Bailey’s team has formally asked the Illinois State Board of Elections to strike Corbett from the ballot, claiming that more than 20,000 of Corbett’s approximately 37,000 signatures should be tossed. The campaign is also warning that an independent run on the right could splinter Republican-leaning voters and boost Pritzker’s chances. In an email to supporters, Bailey cast the challenge as a necessary move to protect the GOP’s path to the governor’s office. Chicago Tribune reported these details.

Corbett says he met the threshold

Corbett, a Palatine political consultant who has publicly broken with the Republican Party, told reporters he turned in roughly 37,000 petition signatures at the State Board of Elections and said internal checks show he has more than the minimum number of valid signatures needed to qualify as an independent candidate. His campaign says it will defend the petitions line by line and is prepared to challenge any signature cuts in administrative hearings or in court. Capitol News Illinois reported Corbett’s filing in Springfield.

How Illinois ballot law works

Illinois law requires statewide independent candidates to submit either 1% of the votes cast in the previous statewide general election or 25,000 signatures, whichever is less, and also limits how many signatures can be counted from a single county. Objections to nominating papers go to the State Board of Elections, which can hold hearings and remove candidates if a hearing officer or the board finds they fall short of the valid-signature mark. The statutory threshold is set out by the Illinois General Assembly, and the deadline to file formal objections in this cycle was June 2, according to local coverage. Riverside-Brookfield Landmark noted the June 2 objection cutoff.

Why the fight matters for November

Bailey is the Republican nominee after winning his party’s March primary, setting up a straight-up rematch with Gov. JB Pritzker in November. An independent bid that pulls from conservative voters could tighten the race in swingy precincts and collar-county suburbs where small shifts in turnout and margins often decide statewide contests. FOX 32 Chicago reported on Bailey’s primary win and the rematch backdrop.

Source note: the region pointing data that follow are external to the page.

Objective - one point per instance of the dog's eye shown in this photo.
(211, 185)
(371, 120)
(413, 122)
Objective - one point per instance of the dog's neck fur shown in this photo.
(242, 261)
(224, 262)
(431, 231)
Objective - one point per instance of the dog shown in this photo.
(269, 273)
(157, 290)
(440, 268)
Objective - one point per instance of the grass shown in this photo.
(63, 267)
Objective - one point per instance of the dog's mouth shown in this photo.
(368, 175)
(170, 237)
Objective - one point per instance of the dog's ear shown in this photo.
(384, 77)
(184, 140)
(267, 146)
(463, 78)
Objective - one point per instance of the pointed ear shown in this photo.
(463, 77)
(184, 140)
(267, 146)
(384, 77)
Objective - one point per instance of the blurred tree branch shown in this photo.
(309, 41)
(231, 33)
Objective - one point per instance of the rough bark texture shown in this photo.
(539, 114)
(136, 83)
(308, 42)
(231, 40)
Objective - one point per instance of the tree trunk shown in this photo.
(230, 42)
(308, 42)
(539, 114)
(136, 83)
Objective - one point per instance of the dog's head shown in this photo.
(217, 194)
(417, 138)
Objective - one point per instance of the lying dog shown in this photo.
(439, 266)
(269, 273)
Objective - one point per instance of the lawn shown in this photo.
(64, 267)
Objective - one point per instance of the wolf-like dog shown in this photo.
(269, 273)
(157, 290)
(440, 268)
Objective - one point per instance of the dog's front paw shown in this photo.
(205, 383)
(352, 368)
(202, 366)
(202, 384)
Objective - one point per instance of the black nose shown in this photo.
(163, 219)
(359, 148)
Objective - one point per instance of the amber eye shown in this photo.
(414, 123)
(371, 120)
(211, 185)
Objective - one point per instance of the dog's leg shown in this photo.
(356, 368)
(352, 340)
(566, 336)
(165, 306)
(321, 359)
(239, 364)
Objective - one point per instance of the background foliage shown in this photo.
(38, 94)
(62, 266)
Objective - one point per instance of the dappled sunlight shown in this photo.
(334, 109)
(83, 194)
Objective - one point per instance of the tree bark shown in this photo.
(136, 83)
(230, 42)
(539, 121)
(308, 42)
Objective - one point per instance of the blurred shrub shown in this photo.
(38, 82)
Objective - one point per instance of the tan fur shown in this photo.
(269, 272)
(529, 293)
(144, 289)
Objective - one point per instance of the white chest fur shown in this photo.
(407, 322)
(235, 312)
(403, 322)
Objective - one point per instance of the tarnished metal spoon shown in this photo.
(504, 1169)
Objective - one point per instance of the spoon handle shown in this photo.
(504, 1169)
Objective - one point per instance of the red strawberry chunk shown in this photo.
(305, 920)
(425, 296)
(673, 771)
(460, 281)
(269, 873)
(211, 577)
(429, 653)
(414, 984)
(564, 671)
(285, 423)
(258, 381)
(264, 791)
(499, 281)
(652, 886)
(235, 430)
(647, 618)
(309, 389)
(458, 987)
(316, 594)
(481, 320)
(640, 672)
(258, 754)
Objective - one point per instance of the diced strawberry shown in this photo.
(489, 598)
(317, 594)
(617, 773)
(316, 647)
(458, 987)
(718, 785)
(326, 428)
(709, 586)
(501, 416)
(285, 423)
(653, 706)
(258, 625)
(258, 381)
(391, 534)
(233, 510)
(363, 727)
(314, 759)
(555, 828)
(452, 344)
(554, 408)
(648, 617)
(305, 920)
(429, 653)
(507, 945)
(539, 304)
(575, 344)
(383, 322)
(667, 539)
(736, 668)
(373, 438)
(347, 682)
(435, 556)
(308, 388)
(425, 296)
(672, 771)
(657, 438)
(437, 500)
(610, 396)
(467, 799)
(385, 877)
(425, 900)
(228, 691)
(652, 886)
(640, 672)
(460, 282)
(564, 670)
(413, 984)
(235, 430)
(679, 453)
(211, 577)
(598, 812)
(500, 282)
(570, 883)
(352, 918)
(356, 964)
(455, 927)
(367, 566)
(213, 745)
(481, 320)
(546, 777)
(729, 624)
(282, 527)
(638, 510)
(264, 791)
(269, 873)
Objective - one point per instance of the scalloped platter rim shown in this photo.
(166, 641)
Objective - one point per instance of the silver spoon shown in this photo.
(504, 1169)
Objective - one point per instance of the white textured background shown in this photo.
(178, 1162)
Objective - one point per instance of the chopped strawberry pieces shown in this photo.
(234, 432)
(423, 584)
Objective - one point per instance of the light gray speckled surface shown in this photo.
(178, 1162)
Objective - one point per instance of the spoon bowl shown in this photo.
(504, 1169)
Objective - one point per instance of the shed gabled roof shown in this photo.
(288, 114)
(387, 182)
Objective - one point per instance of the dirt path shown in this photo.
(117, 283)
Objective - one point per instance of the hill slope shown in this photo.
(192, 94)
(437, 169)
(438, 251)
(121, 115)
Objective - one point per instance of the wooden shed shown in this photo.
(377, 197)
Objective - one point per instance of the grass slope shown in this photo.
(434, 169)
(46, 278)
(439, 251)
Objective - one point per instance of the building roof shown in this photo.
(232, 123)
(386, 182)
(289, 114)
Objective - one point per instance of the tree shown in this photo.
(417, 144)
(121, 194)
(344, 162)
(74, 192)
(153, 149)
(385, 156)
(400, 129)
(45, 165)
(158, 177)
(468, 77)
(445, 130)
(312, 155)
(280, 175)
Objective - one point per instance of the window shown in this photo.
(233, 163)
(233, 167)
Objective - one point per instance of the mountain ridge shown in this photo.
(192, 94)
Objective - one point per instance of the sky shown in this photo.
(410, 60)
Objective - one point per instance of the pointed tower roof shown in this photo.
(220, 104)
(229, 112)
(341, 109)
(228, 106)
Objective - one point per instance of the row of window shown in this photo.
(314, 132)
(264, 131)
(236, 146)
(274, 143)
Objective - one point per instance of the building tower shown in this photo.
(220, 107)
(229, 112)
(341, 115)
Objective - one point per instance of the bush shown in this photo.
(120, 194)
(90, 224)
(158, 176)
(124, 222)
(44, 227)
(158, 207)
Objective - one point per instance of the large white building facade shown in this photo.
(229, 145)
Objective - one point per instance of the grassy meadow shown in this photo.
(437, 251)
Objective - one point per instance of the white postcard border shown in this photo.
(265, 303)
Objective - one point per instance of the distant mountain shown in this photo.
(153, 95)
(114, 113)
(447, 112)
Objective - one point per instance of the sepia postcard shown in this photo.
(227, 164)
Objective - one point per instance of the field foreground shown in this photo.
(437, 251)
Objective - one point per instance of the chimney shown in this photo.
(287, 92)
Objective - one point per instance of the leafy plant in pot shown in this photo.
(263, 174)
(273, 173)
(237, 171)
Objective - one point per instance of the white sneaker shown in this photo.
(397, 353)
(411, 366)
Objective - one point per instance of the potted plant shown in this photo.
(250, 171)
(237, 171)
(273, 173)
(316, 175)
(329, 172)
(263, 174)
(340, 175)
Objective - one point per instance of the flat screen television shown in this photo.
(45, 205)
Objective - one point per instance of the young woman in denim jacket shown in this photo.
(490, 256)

Other petition fights in Chicago races

This same filing window also drew several independent hopefuls into Chicago’s 4th Congressional District, triggering a flurry of mutual challenges after an unusual primary left just one Democratic name on the ballot. Campaigns and election lawyers are already poring over petition sheets in that contest and others, a reminder that signature battles quietly decide who voters actually see on their ballots, according to the Chicago Sun-Times.

What’s next

The State Board of Elections will now review Bailey’s objection and any other challenges to Corbett’s ballot status, take testimony at hearings, and issue decisions that can be appealed in court. If the board finds that too many of Corbett’s signatures are invalid, it can remove him from the November ballot. If it disagrees with Bailey’s challenge, Corbett is likely to appear on the Nov. 3 ballot and could shake up the dynamics of the Pritzker-Bailey rematch. Capitol News Illinois has detailed the administrative steps and timelines that follow once petition challenges are filed.